Revisiting Contrastive Methods for Unsupervised Learning of Visual Representations. [2021]

Overview

Revisiting Contrastive Methods for Unsupervised Learning of Visual Representations

This repo contains the Pytorch implementation of our paper:

Revisiting Contrastive Methods for UnsupervisedLearning of Visual Representations

Wouter Van Gansbeke, Simon Vandenhende, Stamatios Georgoulis and Luc Van Gool.

Contents

  1. Introduction
  2. Key Results
  3. Installation
  4. Training
  5. Evaluation
  6. Model Zoo
  7. Citation

Introduction

Contrastive self-supervised learning has outperformed supervised pretraining on many downstream tasks like segmentation and object detection. However, current methods are still primarily applied to curated datasets like ImageNet. We first study how biases in the dataset affect existing methods. Our results show that an approach like MoCo works surprisingly well across: (i) object- versus scene-centric, (ii) uniform versus long-tailed and (iii) general versus domain-specific datasets. Second, given the generality of the approach, we try to realize further gains. We show that learning additional invariances - through the use of multi-scale cropping, stronger augmentations and nearest neighbors - improves the representations. Finally, we observe that MoCo learns spatially structured representations when trained with a multi-crop strategy. The representations can be used for semantic segment retrieval and video instance segmentation without finetuning. Moreover, the results are on par with specialized models. We hope this work will serve as a useful study for other researchers.

Key Results

  • Scene-centric Data: We do not observe any indications that contrastive pretraining suffers from using scene-centric image data. This is in contrast to prior belief. Moreover, if the downstream data is non-object-centric, pretraining on scene-centric datasets even outperforms ImageNet pretraining.
  • Dense Representations: The multi-scale cropping strategy allows the model to learn spatially structured representations. This questions a recent trend that proposed additional losses at a denser level in the image. The representations can be used for semantic segment retrieval and video instance segmentation without any finetuning.
  • Additional Invariances: We impose additional invariances by exploring different data augmentations and nearest neighbors to boost the performance.
  • Transfer Performance: We observed that if a model obtains improvements for the downstream classification tasks, the same improvements are not guarenteed for other tasks (e.g. semantic segmentation) and vice versa.

Installation

The Python code runs with recent Pytorch versions, e.g. 1.6. Assuming Anaconda, the most important packages can be installed as:

conda install pytorch=1.6.0 torchvision=0.7.0 cudatoolkit=10.2 -c pytorch
conda install -c conda-forge opencv           # For evaluation
conda install matplotlib scipy scikit-learn   # For evaluation

We refer to the environment.yml file for an overview of the packages we used to reproduce our results. The code was run on 2 Tesla V100 GPUs.

Training

Now, we will pretrain on the COCO dataset. You can download the dataset from the official website. Several scripts in the scripts/ directory are provided. It contains the vanilla MoCo setup and our additional modifications for both 200 epochs and 800 epochs of training. First, modify --output_dir and the dataset location in each script before executing them. Then, run the following command to start the training for 200 epochs:

sh scripts/ours_coco_200ep.sh # Train our model for 200 epochs.

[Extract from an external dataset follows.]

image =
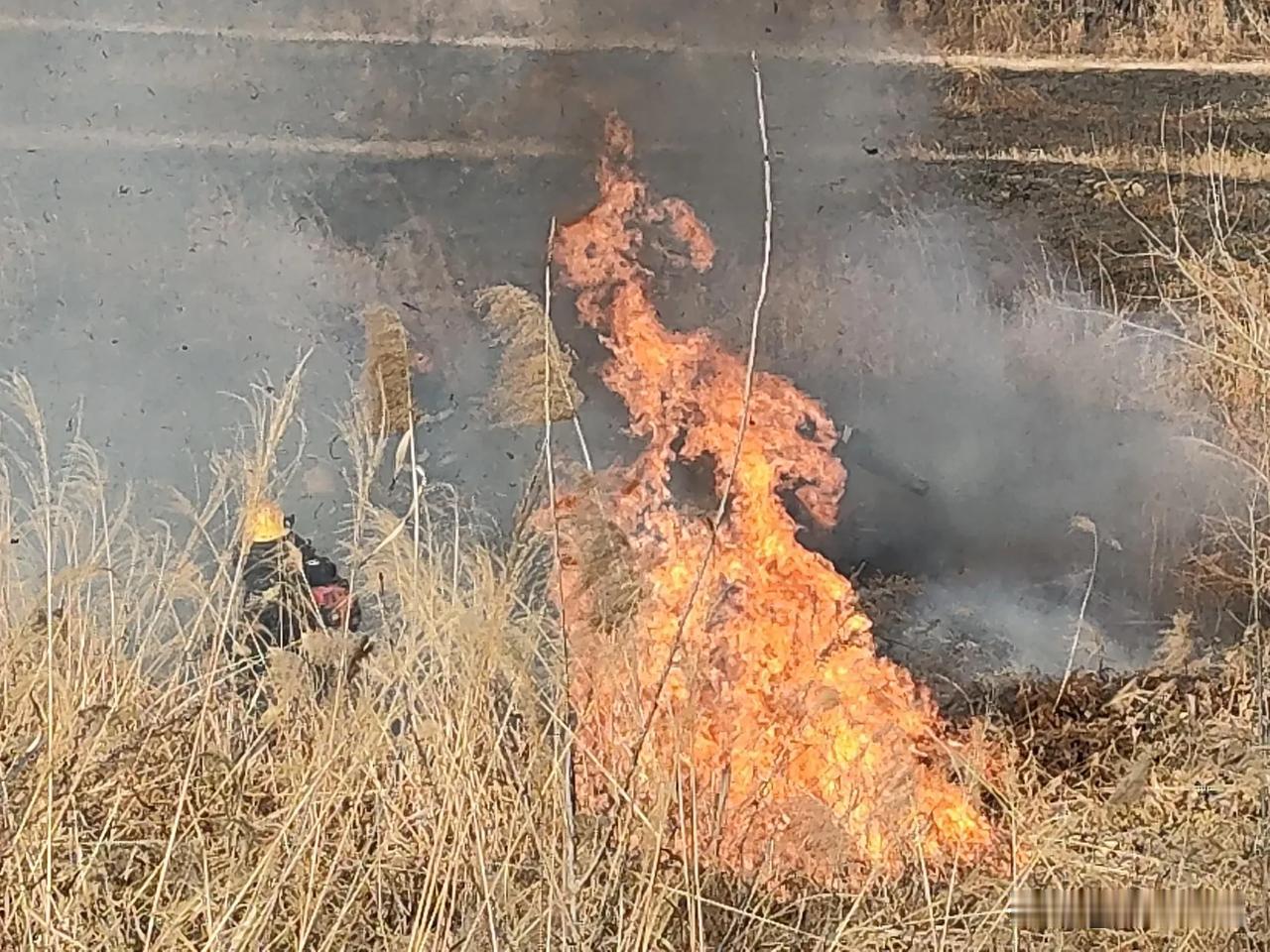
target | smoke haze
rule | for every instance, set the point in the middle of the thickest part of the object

The training currently supports:

  • MoCo
  • + Multi-scale constrained cropping
  • + AutoAugment
  • + kNN-loss

A detailed version of the pseudocode can be found in Appendix B.

Evaluation

We perform the evaluation for the following downstream tasks: linear classification (VOC), semantic segmentation (VOC and Cityscapes), semantic segment retrieval and video instance segmentation (DAVIS). More details and results can be found in the main paper and the appendix.

Linear Classifier

The representations can be evaluated under the linear evaluation protocol on PASCAL VOC. Please visit the ./evaluation/voc_svm directory for more information.

Semantic Segmentation

We provide code to evaluate the representations for the semantic segmentation task on the PASCAL VOC and Cityscapes datasets. Please visit the ./evaluation/segmentation directory for more information.

Segment Retrieval

In order to obtain the results from the paper, run the publicly available code with our weights as the initialization of the model. You only need to adapt the amount of clusters, e.g. 5.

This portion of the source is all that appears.